RLHF (Reinforcement Learning from Human Feedback) aligns a language model's outputs to human preferences by training a reward model on ranked human comparisons, then using that reward signal to fine-tune the policy with reinforcement learning. It solves the gap between a model that is good at next-token prediction and a model that is genuinely helpful, harmless, and honest.
How to think about it
A pretrained or instruction-tuned model minimises cross-entropy loss over text — it has no direct incentive to be helpful or safe. RLHF provides that incentive by encoding human judgements as a scalar reward signal and optimising the model against it.
The three-stage pipeline
Stage 1: Supervised fine-tuning (SFT) baseline
Human labellers write high-quality demonstration responses to sampled prompts. The model is fine-tuned on these (prompt, response) pairs. This gives a better starting policy than the raw pretrained model.
Stage 2: Reward model training
For each prompt, the SFT model generates several candidate responses. Human raters rank them (e.g., A > C > B). These pairwise preferences are used to train a reward model (RM) — a transformer that predicts a scalar score for any (prompt, response) pair. The RM is trained with a Bradley-Terry objective: the probability that response A is preferred over B is modelled as sigmoid(RM(A) - RM(B)).
Stage 3: RL optimisation (PPO)
The SFT policy is treated as an RL agent. For each prompt it generates a response; the RM scores that response. PPO (Proximal Policy Optimisation) updates the policy weights to maximise expected reward.

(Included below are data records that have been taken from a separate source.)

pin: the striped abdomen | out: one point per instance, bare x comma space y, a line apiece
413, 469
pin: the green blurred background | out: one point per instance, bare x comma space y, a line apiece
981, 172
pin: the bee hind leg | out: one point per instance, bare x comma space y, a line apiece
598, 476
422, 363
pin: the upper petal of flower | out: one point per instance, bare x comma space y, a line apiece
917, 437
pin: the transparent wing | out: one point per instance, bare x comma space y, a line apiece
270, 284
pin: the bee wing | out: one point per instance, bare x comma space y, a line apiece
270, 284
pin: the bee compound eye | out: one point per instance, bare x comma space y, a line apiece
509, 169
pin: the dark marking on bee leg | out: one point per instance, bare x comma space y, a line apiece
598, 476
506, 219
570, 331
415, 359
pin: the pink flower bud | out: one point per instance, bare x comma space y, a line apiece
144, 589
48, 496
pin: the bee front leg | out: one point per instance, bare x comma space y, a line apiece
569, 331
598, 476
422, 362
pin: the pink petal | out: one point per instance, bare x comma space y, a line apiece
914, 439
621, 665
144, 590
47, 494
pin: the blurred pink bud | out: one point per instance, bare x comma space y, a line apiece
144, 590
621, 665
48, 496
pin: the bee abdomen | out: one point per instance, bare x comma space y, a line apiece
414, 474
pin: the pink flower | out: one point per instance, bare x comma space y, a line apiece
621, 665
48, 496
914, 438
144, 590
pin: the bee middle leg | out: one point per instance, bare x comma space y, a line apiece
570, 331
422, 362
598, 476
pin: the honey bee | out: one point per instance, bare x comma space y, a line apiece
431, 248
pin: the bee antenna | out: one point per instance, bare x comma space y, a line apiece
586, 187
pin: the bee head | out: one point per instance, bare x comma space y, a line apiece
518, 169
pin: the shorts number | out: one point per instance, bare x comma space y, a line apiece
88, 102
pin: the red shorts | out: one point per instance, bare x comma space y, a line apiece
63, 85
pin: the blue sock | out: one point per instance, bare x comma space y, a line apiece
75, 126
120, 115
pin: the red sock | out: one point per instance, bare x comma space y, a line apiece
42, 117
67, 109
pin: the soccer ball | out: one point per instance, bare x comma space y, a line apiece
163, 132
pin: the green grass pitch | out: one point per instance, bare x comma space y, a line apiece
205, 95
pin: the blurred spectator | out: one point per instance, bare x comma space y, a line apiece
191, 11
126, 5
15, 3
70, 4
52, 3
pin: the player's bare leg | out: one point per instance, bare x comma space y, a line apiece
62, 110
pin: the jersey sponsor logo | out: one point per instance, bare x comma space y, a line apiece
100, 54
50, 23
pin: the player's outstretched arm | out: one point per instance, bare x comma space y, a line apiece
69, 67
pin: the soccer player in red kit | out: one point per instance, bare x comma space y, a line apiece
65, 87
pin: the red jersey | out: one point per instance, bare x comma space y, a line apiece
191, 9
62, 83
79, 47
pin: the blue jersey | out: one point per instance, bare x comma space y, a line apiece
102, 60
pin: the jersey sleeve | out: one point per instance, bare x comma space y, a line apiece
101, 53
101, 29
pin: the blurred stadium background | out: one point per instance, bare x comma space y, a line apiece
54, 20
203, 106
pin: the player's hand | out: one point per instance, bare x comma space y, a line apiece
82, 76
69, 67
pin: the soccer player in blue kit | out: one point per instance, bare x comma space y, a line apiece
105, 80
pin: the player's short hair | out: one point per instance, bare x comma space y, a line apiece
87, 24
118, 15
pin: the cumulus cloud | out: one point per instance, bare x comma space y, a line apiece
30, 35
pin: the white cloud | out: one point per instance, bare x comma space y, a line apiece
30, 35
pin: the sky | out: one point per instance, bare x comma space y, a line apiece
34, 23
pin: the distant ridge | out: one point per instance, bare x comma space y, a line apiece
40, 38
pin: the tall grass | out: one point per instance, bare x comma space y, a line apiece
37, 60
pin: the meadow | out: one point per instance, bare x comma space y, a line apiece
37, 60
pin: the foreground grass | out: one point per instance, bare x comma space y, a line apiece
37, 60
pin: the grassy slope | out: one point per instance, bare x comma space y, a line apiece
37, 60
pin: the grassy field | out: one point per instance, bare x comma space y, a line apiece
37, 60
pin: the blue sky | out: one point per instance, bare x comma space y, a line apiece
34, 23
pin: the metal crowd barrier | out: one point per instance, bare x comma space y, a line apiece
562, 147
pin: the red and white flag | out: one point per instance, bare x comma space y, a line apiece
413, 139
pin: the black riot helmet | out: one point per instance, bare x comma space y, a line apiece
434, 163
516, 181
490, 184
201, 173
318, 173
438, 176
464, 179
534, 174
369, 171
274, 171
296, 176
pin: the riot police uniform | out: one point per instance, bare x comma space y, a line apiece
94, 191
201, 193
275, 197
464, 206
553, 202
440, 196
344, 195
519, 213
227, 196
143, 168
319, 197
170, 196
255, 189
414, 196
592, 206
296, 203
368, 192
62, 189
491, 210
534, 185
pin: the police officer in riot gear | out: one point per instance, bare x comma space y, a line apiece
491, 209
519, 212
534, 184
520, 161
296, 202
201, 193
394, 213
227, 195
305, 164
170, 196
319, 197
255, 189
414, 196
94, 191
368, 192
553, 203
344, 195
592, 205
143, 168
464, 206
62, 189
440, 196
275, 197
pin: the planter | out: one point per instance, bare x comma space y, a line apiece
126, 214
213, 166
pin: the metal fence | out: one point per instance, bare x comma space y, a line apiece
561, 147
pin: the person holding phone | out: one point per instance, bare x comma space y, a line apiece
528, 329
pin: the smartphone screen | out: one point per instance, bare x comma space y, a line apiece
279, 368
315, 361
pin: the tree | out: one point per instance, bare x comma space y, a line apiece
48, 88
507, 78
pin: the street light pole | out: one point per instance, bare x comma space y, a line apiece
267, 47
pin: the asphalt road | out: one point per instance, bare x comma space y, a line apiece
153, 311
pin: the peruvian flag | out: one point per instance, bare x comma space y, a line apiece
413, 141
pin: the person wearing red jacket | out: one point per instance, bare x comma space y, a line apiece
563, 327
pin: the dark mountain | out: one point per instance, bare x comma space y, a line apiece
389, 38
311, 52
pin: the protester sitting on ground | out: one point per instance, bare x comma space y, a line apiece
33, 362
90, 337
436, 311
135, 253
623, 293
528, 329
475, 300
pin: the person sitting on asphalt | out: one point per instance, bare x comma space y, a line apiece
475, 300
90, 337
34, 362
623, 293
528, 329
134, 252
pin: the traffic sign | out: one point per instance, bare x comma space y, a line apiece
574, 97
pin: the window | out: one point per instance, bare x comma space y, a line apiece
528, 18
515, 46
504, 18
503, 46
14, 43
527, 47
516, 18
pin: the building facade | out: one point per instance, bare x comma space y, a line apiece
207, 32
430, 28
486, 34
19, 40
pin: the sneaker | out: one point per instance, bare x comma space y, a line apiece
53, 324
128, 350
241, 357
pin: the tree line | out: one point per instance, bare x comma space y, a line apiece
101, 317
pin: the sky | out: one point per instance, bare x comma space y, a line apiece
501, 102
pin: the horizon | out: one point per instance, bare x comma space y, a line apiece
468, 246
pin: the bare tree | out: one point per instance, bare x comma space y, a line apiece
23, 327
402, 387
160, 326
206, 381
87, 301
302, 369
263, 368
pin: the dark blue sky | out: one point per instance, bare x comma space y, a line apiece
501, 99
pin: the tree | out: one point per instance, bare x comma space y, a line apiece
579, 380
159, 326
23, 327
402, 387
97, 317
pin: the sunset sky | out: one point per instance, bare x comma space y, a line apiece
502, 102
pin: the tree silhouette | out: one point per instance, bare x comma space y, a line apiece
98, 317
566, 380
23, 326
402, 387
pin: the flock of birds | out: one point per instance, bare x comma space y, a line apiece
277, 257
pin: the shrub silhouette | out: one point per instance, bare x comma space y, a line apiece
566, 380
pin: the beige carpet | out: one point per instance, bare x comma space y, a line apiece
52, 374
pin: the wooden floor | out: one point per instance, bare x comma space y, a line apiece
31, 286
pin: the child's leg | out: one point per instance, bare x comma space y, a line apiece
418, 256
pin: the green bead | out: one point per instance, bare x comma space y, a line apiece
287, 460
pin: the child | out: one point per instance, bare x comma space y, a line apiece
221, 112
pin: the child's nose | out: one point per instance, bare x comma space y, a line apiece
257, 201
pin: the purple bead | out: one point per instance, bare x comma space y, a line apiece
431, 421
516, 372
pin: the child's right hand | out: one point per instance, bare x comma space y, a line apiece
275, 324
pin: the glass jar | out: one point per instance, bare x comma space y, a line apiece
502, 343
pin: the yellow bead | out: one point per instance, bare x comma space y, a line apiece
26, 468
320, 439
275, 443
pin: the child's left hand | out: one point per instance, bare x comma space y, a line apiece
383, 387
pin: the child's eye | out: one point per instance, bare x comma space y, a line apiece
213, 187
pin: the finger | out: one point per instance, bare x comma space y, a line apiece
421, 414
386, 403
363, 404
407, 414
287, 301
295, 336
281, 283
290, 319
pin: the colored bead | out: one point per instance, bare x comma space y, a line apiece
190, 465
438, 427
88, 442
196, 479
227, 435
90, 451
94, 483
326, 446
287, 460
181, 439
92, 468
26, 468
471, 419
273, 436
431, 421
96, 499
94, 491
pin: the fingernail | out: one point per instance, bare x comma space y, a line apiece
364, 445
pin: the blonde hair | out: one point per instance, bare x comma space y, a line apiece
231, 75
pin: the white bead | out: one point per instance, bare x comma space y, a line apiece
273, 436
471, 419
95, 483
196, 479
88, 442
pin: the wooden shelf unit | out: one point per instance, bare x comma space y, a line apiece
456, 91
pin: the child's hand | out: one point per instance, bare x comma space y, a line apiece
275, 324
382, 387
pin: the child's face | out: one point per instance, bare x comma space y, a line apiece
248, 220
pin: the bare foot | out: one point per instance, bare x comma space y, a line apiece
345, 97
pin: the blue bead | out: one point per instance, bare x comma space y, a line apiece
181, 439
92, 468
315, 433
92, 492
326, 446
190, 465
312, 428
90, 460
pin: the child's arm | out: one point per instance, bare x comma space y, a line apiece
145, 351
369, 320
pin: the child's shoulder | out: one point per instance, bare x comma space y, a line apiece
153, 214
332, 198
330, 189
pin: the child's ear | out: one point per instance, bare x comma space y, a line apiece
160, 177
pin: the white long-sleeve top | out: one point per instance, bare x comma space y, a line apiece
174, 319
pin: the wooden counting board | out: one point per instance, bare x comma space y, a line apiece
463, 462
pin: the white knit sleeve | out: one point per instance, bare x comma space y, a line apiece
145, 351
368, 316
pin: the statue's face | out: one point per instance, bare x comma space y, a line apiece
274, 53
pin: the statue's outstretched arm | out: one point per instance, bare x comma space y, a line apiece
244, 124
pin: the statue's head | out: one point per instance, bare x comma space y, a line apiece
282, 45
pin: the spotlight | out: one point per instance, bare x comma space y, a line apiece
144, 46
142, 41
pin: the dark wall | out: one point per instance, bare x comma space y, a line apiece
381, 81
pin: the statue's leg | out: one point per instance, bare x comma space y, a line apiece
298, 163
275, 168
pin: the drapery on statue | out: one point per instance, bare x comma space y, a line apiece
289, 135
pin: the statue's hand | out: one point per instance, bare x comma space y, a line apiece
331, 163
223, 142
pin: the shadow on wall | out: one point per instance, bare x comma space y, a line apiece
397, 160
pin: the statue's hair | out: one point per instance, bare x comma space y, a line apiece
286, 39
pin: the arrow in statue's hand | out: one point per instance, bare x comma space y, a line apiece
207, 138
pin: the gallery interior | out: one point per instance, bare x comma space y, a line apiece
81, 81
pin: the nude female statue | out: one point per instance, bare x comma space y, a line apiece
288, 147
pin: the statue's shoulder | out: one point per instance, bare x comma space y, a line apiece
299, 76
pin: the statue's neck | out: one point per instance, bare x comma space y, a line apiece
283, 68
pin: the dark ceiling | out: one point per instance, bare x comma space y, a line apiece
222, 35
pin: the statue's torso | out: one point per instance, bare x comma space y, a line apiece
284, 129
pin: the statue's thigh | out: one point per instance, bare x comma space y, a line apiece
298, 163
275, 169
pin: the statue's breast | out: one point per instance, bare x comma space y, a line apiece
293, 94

A KL-divergence penalty term keeps the updated policy from straying too far from the SFT baseline, preventing reward hacking and catastrophic forgetting.
Objective = E[RM(response)] - β · KL(policy || SFT_policy)
Why KL regularisation matters
Without it, the policy quickly learns to game the reward model — producing responses that score high but are nonsensical or unsafe (reward hacking). The KL penalty acts as a conservative trust region.
Modern alternatives
DPO (Direct Preference Optimisation) recasts the RLHF objective analytically and shows that the optimal policy under KL-regularised RL can be derived directly from preference data — no separate RM, no PPO loop. It is simpler, more stable, and widely adopted in 2024-2026 pipelines.